Tuesday, October 27, 2009

Health Insurance and Medicare

The costs of Health Insurance is rising 15% for next year( See several articles.). I have studied several plans and they all seem to come in at that number. A somewhat out of the way but typical example come from Alaska which states:

"Individuals seeking personal health insurance will see their rates raise an average of 17.5 percent this year, while businesses with two to 99 employees will see rates increase 21.7 percent, says Katie Campbell, actuary for the Alaska Division of Insurance.

Those increases compare with a nearly 32 percent average rate increase in 2008 for individuals and 28.8 percent for employers of up to 99 people, Campbell said Oct. 16"

The question is, why?

1. There is no inflation, in fact the opposite is true so it cannot relate to that..

2. Physicians are not being paid more, in fact as the population ages those treating Medicare patients are paid less.

3. However as we stated earlier when reviewing the employment stats, the only increase in employment is in health care, especially hospitals, home care, hospice care, nursing home care.
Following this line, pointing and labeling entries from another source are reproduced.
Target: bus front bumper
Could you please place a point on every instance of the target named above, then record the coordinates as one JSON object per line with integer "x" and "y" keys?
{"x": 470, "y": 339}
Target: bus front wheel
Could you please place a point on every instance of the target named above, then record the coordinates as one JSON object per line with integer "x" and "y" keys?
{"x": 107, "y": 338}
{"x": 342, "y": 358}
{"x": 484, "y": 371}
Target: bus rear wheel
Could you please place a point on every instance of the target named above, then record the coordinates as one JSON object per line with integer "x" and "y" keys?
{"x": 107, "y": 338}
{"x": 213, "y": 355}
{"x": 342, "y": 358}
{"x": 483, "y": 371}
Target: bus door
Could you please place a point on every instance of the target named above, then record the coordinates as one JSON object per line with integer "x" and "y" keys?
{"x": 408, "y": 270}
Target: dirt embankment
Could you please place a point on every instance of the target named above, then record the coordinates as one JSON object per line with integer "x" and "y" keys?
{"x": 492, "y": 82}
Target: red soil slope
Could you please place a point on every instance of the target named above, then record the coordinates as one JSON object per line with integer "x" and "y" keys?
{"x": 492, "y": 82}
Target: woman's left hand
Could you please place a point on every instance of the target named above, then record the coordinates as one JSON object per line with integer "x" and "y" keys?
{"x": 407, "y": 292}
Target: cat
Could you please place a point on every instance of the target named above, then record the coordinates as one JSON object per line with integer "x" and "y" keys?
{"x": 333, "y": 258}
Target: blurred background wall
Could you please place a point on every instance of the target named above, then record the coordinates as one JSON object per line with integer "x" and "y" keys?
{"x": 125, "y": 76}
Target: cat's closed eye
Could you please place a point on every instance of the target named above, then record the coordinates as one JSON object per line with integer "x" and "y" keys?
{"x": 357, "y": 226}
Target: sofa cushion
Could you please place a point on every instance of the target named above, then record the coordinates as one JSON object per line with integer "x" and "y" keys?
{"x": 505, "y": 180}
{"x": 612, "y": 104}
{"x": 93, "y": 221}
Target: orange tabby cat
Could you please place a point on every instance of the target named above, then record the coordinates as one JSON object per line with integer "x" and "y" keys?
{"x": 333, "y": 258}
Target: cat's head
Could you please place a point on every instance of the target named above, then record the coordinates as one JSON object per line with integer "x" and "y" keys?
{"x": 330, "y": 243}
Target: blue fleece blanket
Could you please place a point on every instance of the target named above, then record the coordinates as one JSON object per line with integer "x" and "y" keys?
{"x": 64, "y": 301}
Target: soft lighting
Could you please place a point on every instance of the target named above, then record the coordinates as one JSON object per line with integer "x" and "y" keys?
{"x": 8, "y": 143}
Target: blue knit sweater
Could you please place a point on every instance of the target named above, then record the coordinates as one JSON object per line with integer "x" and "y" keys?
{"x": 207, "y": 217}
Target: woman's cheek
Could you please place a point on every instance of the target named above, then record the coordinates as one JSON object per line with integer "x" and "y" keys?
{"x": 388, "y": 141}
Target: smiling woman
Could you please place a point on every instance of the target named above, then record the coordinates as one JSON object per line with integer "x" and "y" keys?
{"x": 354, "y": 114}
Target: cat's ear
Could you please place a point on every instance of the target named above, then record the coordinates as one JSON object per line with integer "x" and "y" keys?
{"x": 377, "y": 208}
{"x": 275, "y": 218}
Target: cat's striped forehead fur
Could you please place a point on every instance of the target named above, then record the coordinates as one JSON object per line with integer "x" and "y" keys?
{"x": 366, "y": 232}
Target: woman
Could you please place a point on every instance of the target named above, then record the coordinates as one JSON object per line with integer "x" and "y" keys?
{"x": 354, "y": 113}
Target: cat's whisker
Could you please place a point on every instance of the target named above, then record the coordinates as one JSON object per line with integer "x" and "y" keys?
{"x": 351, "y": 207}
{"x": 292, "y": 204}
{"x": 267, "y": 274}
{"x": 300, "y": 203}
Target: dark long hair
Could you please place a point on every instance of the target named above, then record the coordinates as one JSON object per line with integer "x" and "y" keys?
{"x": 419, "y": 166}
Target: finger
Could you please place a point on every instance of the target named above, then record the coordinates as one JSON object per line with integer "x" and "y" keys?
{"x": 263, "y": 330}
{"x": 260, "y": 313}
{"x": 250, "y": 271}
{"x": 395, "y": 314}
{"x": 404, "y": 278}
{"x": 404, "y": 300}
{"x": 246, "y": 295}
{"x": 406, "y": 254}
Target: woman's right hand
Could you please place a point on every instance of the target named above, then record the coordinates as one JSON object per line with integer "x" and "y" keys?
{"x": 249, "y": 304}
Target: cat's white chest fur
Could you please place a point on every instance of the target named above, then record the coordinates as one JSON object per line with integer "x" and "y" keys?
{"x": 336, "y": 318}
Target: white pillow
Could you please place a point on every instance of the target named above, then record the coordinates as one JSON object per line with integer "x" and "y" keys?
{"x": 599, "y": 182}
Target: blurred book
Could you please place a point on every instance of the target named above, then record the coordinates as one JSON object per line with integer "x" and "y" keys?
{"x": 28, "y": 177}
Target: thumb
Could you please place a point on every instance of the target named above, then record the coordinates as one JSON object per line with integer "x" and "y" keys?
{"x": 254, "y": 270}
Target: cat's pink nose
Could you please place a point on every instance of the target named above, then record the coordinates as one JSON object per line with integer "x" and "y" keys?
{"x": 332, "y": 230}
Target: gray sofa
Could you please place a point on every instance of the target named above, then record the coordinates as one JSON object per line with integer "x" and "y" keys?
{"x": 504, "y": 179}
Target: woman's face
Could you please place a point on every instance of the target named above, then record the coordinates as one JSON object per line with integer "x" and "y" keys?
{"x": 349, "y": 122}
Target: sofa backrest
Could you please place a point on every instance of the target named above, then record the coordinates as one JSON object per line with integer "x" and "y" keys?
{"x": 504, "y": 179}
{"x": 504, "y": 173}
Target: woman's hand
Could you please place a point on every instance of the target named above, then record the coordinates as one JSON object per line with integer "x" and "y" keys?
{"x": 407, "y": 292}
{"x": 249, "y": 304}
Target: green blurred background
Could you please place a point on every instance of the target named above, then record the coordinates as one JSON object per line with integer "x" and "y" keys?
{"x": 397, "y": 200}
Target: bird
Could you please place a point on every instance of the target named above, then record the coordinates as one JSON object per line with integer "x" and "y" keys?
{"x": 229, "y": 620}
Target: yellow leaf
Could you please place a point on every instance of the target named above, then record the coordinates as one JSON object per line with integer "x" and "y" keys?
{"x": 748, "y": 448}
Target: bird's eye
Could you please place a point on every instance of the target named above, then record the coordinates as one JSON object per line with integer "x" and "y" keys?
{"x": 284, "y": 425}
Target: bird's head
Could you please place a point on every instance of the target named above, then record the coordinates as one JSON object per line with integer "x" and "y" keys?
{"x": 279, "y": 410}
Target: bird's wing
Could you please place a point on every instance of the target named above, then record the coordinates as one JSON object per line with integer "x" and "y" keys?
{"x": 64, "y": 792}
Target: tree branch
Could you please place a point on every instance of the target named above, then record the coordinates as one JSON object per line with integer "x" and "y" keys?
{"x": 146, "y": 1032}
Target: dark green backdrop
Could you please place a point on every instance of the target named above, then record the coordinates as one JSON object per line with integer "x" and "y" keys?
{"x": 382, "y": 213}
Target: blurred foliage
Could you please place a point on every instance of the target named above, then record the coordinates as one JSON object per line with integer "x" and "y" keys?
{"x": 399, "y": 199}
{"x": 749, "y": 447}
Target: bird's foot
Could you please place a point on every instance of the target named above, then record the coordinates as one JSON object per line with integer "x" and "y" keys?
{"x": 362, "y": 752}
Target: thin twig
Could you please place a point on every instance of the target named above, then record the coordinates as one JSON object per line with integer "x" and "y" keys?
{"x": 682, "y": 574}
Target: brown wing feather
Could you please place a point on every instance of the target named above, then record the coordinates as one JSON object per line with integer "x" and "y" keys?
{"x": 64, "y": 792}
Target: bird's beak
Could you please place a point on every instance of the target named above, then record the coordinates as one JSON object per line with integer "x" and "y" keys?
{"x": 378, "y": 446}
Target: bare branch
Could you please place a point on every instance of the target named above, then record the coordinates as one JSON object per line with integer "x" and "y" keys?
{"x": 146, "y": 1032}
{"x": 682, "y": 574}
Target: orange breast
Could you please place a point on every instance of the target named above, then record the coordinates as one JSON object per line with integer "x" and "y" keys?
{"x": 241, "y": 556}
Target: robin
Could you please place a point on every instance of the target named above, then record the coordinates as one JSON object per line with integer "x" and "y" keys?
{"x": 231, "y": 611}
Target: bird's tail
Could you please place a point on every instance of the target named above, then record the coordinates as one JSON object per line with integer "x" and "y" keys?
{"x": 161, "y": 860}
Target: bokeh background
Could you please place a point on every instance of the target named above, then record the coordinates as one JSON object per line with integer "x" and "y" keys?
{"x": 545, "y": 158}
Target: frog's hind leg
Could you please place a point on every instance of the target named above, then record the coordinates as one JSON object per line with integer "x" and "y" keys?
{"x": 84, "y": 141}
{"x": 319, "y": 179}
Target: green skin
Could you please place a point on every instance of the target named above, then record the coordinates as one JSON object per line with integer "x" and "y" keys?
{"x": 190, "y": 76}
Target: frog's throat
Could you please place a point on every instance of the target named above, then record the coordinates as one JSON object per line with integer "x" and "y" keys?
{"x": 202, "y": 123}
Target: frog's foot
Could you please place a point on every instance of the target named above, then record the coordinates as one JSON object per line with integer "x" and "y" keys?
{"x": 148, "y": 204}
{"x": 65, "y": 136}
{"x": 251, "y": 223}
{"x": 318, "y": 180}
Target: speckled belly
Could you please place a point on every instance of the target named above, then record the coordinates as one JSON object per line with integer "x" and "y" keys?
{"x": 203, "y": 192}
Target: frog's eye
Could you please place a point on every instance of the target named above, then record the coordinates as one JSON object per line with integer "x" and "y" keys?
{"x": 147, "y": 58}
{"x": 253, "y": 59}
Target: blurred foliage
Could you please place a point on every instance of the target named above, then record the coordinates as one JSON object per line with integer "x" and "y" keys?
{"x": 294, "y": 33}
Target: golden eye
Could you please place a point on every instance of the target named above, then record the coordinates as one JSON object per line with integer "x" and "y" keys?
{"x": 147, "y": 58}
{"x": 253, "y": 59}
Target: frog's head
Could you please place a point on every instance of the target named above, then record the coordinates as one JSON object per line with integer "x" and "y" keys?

It appears that these institutions are bulking up in anticipation of change and as usual the individuals are paying.

4. Health care costs were at $2.1T in 2006 and are anticipated to be at $2.5 in 2009. This is an annualized rate of 6%, well ahead of inflation, yet well below the 15% number for 2010! Medicare has increased almost 100% for Part B.

5. Notwithstanding these numbers there are insurance increases that far exceed the overall expenditures on health care. One suspects that the insurers are front loading their fees in anticipation.

With Congress discussing public options and the like, what will happen is that the insurers are becoming their own worst enemies and yet Congress is not paying attention.

Now to Medicare. There are several hopefully negative unintended consequences if Congress pushes down Medicare rates.

1. Fewer physicians will accept Medicare patients. We see this happening now especially in major metropolitan areas.

2. Medicare reimbursements are being reduced so that if a physician participates in Medicare the reimbursement is getting to an unacceptable level, lower than costs in many areas. This applies to physicians and not hospitals which seem to be doing fine.

3. If one has a supplementary policy it pays up to say 80% of what the costs are after assuming Medicare pays. Let us examine this scenario. Let us assume a patient needs a hip replacement. The costs of the hospital is say $45,000 and the physician is $25,000. This is a total of $70,000. Now let us assume that Medicare had paid $35,000 to the hospital and $15,000 to the physician. If either participated then they would have to accept that payment. Yet they may charge you more which you pay, the 20% above and in fact the provider could charge more. Thus your supplementary insurance would assist in paying the excess.

4. In anticipation of the reduction in Medicare for 2010, the insurance companies are driving up the supplementary payments.

5. If Medicare becomes so low a reimbursement plan, and if you select a provider who will not accept Medicare, the question is what becomes of the supplementary plan, is it now the primary, leaving you with what Medicare would have paid as well as any excess not covered by the plan? Does this supplementary become a de facto primary for Medicare if you cannot find a provider accepting Medicare. If so, then expect explosive supplementary rates as we are now seeing.